IN MIDTOWN, an officer saw a man standing on the sidewalk at the intersection of Cypress and 7th streets. The man pulled down his pants, exposing himself to a passing car. The officer asked, "What are you doing?" "Being bad," the man replied. During arrest, the man said, "I'm just trying to pick up men to make money because I'm hungry. My probation officer said I cannot violate parole." He went to jail.

AN OFFICER WROTE: "At approximately 5 a.m., the daily newspaper hit my door. I went to the door to retrieve it and upon looking out the peephole, I saw the paper man walking away from the door, but he quickly turned and came back toward my door. He picked up something and went away from the door." The officer opened the door and saw that his key box (Realtor key) was missing.

"Hey!" the officer yelled. He heard the elevator close.
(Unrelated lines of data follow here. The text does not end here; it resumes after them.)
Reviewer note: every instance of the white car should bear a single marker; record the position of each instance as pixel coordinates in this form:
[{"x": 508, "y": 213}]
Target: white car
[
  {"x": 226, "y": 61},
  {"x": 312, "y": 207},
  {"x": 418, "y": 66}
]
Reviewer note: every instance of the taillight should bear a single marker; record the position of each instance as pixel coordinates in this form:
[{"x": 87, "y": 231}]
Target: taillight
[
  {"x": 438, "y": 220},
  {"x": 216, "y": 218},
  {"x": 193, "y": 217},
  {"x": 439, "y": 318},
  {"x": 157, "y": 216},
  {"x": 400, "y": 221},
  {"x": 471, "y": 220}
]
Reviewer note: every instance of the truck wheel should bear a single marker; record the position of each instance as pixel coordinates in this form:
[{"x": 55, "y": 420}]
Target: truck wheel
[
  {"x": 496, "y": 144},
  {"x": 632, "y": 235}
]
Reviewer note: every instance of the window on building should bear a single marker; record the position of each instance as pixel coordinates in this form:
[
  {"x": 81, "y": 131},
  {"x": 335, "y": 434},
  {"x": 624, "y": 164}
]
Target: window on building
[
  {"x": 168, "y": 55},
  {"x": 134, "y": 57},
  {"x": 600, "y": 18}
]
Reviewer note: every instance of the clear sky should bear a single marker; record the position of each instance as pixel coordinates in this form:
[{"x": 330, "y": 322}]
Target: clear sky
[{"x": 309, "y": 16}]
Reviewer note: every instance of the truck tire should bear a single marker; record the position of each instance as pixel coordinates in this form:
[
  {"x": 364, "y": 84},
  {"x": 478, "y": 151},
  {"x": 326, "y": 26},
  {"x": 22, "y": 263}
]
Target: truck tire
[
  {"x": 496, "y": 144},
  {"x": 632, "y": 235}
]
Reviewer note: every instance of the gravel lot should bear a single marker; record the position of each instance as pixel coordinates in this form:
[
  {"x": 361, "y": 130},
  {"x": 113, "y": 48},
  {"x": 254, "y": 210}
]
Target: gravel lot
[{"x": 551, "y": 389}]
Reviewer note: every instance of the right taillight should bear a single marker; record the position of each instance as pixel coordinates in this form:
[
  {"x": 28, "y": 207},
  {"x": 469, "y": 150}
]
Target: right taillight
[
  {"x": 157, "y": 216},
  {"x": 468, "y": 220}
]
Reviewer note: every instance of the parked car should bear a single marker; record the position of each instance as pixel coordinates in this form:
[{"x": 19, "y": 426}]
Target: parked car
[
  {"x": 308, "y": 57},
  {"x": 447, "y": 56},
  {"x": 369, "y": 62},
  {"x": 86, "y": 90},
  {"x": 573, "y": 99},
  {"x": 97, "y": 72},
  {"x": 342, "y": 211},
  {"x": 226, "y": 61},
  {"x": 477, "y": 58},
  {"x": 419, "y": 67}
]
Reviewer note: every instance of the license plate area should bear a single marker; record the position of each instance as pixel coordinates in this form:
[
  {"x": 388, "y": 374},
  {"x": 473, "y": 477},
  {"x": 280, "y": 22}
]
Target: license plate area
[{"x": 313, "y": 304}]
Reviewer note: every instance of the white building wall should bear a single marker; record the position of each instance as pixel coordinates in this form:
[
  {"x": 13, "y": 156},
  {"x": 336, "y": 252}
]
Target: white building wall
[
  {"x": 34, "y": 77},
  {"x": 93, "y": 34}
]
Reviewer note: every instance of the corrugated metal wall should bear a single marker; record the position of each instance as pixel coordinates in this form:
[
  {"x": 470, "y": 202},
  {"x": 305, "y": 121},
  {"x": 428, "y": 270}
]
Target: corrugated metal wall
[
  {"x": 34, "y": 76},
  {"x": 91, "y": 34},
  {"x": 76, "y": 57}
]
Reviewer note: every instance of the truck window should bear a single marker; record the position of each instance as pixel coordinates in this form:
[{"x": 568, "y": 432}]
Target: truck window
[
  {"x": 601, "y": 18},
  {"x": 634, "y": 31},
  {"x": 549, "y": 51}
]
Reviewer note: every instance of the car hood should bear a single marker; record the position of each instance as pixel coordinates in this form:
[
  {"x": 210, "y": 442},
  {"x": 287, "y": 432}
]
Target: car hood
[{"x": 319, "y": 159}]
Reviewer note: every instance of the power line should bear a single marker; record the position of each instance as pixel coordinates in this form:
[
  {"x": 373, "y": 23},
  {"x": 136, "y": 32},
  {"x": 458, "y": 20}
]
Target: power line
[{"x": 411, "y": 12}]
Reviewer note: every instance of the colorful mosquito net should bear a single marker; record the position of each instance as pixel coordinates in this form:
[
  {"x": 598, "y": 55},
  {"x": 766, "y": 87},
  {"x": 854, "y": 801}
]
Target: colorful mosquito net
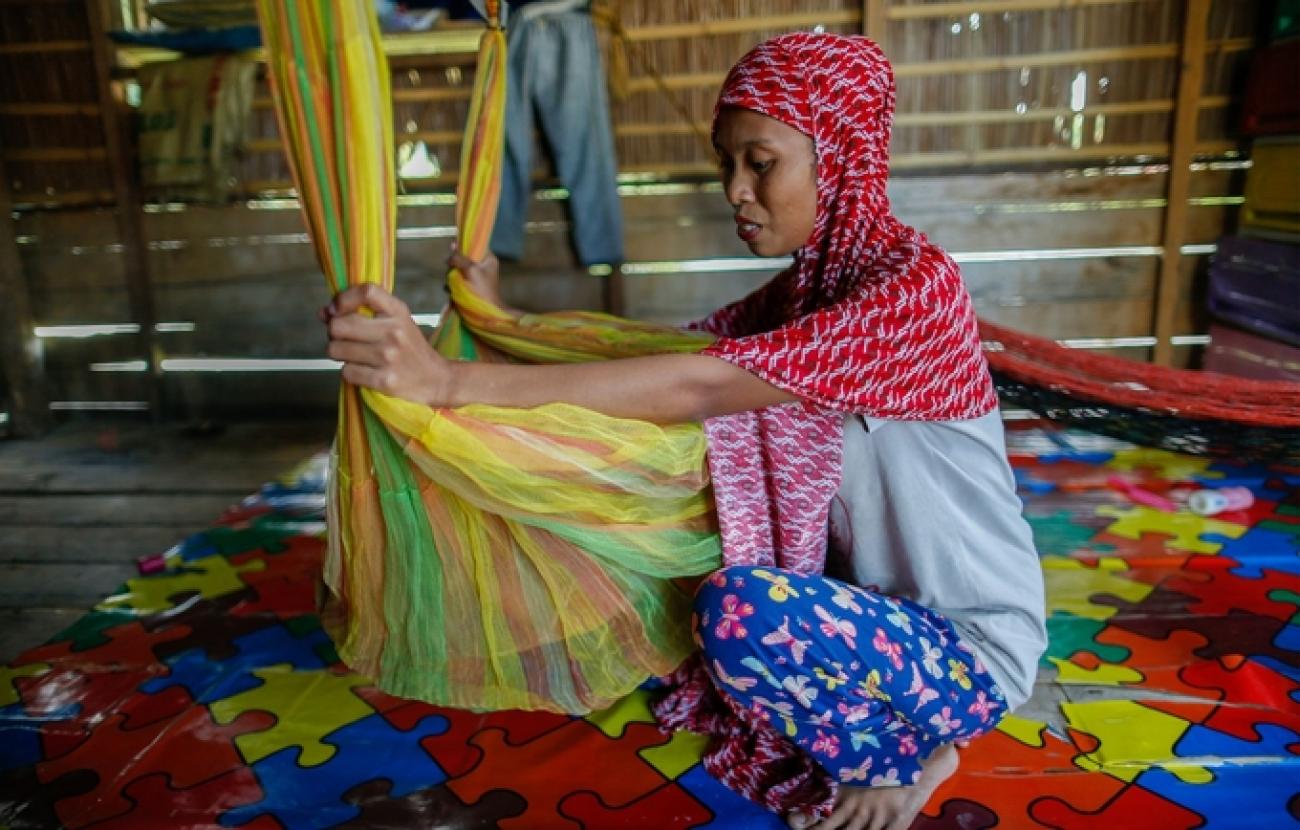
[{"x": 480, "y": 557}]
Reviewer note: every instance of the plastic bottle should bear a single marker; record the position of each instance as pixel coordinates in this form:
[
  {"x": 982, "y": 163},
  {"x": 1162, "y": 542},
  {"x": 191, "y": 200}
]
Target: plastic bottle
[{"x": 1213, "y": 502}]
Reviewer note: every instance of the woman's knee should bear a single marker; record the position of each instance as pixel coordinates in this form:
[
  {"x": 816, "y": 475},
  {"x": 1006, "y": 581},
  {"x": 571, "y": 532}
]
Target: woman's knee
[{"x": 728, "y": 605}]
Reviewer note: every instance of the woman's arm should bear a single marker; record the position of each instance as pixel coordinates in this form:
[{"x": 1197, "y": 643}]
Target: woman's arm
[{"x": 389, "y": 353}]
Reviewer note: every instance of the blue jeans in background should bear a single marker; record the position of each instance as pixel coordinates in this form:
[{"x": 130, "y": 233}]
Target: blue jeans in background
[{"x": 555, "y": 72}]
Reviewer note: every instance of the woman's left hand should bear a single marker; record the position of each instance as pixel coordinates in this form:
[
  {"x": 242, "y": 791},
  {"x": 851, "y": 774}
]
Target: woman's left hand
[{"x": 386, "y": 351}]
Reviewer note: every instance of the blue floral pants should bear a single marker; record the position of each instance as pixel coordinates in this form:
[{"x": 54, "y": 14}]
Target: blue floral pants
[{"x": 866, "y": 683}]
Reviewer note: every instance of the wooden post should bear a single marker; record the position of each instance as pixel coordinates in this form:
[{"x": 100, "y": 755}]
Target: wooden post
[
  {"x": 875, "y": 20},
  {"x": 20, "y": 350},
  {"x": 1182, "y": 147},
  {"x": 126, "y": 194}
]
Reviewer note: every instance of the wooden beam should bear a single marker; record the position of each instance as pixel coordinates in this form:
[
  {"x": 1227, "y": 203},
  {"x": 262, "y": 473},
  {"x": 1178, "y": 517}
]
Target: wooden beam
[
  {"x": 56, "y": 154},
  {"x": 742, "y": 25},
  {"x": 42, "y": 47},
  {"x": 995, "y": 7},
  {"x": 1191, "y": 74},
  {"x": 21, "y": 358},
  {"x": 126, "y": 193},
  {"x": 922, "y": 69},
  {"x": 50, "y": 108},
  {"x": 875, "y": 21}
]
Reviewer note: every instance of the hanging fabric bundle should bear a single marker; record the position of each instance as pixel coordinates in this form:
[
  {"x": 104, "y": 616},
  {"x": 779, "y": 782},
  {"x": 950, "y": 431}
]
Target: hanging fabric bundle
[{"x": 480, "y": 557}]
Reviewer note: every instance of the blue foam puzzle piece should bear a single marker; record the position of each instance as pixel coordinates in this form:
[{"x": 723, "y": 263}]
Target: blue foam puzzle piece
[
  {"x": 209, "y": 681},
  {"x": 1265, "y": 791},
  {"x": 729, "y": 808},
  {"x": 310, "y": 798},
  {"x": 1261, "y": 548},
  {"x": 20, "y": 738}
]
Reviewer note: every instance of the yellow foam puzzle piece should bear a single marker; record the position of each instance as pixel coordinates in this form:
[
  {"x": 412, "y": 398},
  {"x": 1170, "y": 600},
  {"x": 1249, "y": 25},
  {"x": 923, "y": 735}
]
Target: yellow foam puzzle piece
[
  {"x": 1132, "y": 739},
  {"x": 1071, "y": 584},
  {"x": 211, "y": 576},
  {"x": 1028, "y": 733},
  {"x": 1169, "y": 466},
  {"x": 307, "y": 704},
  {"x": 8, "y": 677},
  {"x": 672, "y": 759},
  {"x": 1186, "y": 528}
]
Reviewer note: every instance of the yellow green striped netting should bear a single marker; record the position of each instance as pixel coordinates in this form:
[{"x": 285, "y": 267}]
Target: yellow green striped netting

The officer got dressed and looked out the window. He saw a burgundy van pull away. The officer left his apartment and noticed that the key box was now on a table near the elevator.

He went downstairs to the lobby. The burgundy van returned, along with the newspaper delivery man. The officer asked, "Why did you move the key box?" The man, identified as an employee of the Atlanta Journal-Constitution, said he moved the box because he thought it was lost. Later, he said he made a mistake and did not know why he moved the box. Since the key box was returned, the newspaper delivery man was not arrested.

ON 17TH STREET, a 22-year-old woman said her ex-boyfriend came to her apartment to get his stuff. They argued, and the ex-boyfriend grabbed a gallon of black paint from the kitchen. He threw the black paint on the carpet, tile floors, walls and door. Estimated damages: $1,700.

A FIGHT ERUPTED at a taxi-stand line on Peachtree Street. A cab driver said a man jumped to the front of the line. The cab driver honked his horn and told the man to get to the back of the line. The man spit in the cab driver's face, called him a "motherfucker," and made slurs about the cab driver being Muslim. Then, the man punched the cab driver's chest. (A witness corroborated the cab driver's story.) Police showed up and arrested the man, who is 33 and from Stone Mountain.

The taxi driver said he wasn't seriously injured, and he wanted the man "unarrested." An officer explained that the cab driver would have to go to court and tell that to a judge. "I stated that it was unconstitutional to unarrest the suspect."

Items in The Blotter are taken from actual Atlanta Police reports. The Blotter Diva compiles them and puts them into her own words.